サイバー攻撃は多様化・巧妙化の一途をたどっており、その脅威はますます高まっている。完全に防ぐことはもはや困難……との指摘も半ば常識化している状況だ。そうともなると、防御策はもちろん重要ではあるものの、それだけでは足りない。いざ攻撃を受けた後に被害を最小限に抑え、迅速かつ確実に復旧するための対策がより重要になってきたといえるだろう。

とはいえ、具体的にどういった対策を実施すればいいのか。2023年6月22日、Webセミナー「サイバー攻撃の被害から復旧できる自信はありますか?『完全には防げない』時代に必要な対策とは」が開催された。

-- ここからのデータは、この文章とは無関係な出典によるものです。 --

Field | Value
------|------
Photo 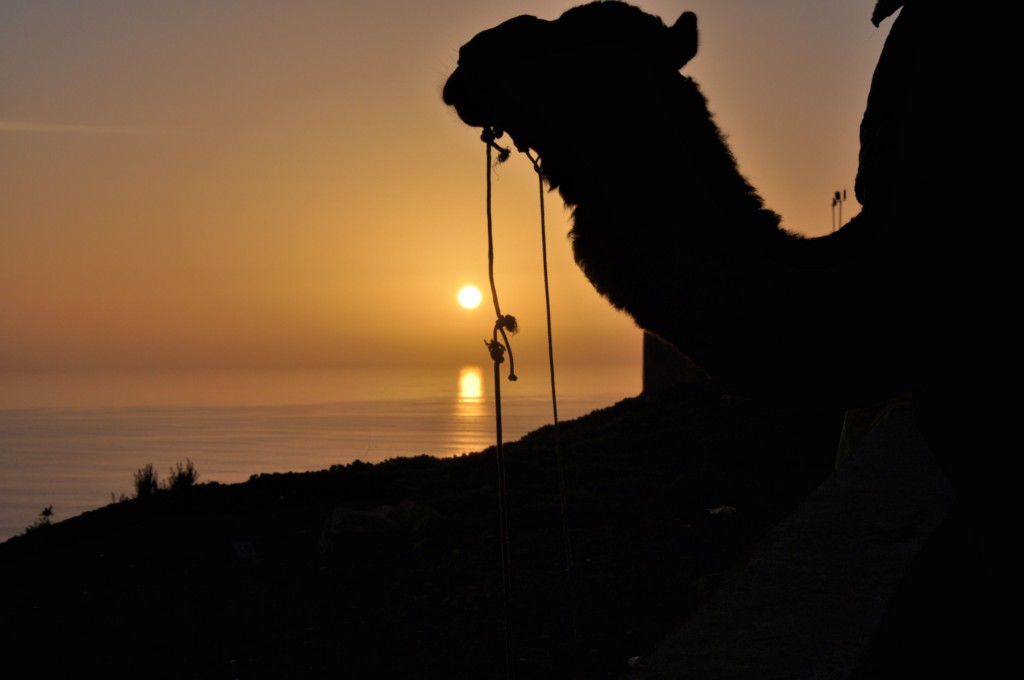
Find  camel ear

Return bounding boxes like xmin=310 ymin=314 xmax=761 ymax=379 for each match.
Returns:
xmin=669 ymin=12 xmax=697 ymax=69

基調講演では情報通信研究機構 サイバーセキュリティ研究所 主管研究員、横浜国立大学 客員教授、内閣官房 内閣サイバーセキュリティセンター(NISC) 参与の中尾 康二 氏が、「最近のサイバー攻撃脅威、および総合的なセキュリティ対策の動向」について語った。

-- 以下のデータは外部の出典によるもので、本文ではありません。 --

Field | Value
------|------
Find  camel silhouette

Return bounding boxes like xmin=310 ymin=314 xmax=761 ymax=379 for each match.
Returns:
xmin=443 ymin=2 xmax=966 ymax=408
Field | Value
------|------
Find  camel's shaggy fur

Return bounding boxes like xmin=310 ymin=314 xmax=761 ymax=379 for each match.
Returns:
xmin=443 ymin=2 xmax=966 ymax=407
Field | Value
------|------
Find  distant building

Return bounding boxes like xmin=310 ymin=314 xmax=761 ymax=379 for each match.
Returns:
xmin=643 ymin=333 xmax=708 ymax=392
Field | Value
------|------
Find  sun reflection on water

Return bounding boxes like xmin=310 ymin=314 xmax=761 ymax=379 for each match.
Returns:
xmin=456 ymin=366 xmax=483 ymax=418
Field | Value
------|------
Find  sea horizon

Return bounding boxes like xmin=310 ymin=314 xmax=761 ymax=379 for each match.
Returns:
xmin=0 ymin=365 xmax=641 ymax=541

中尾氏は、昨今のサイバー攻撃の脅威がどのようなものなのか、これらの問題が企業に与える影響、今後企業側が考えていかなくてはならないセキュリティ対策について、最新の情報セキュリティインシデントの事例を交えて解説した。

講演のなかで中尾氏は、サイバー攻撃の脅威の多様化・巧妙化が年々変わってきており、早期の段階で「攻撃(予兆)を観測(補足)」し、知見を収集・分析すること、そして利益関係者との情報共有を行う連携構造の構築・改善を行うことの重要性を指摘するとともに、攻撃の被害にあった場合の復旧対策についても触れた。サイバーセキュリティの脅威と対策、それに伴う指針・考え方が中尾氏の視点から語られた講演となった。

その後、デル・テクノロジーズ株式会社の鈴木敏通氏による講演「防ぎきれないサイバー攻撃。データレジリエンスのためのデータ保護『Cyber Recovery』」が行われた。本記事では、鈴木氏の講演の模様をダイジェストでお届けする。

  • デル・テクノロジーズ株式会社
    DPS事業本部第二営業部
    営業戦略推進担当部長
    鈴木 敏通 氏

バックアップデータの破壊に備える“サイバーリカバリー”の考え方

鈴木氏が所属するDPS事業本部の「DPS」はData Protection Solutionsの略で、鈴木氏は同本部でバックアップ製品の営業戦略を推進する立場にある。

最近は、バックアップデータを破壊するような攻撃も出てきており、そこで注目されるのが「サイバーリカバリー」という考え方だと鈴木氏は語る。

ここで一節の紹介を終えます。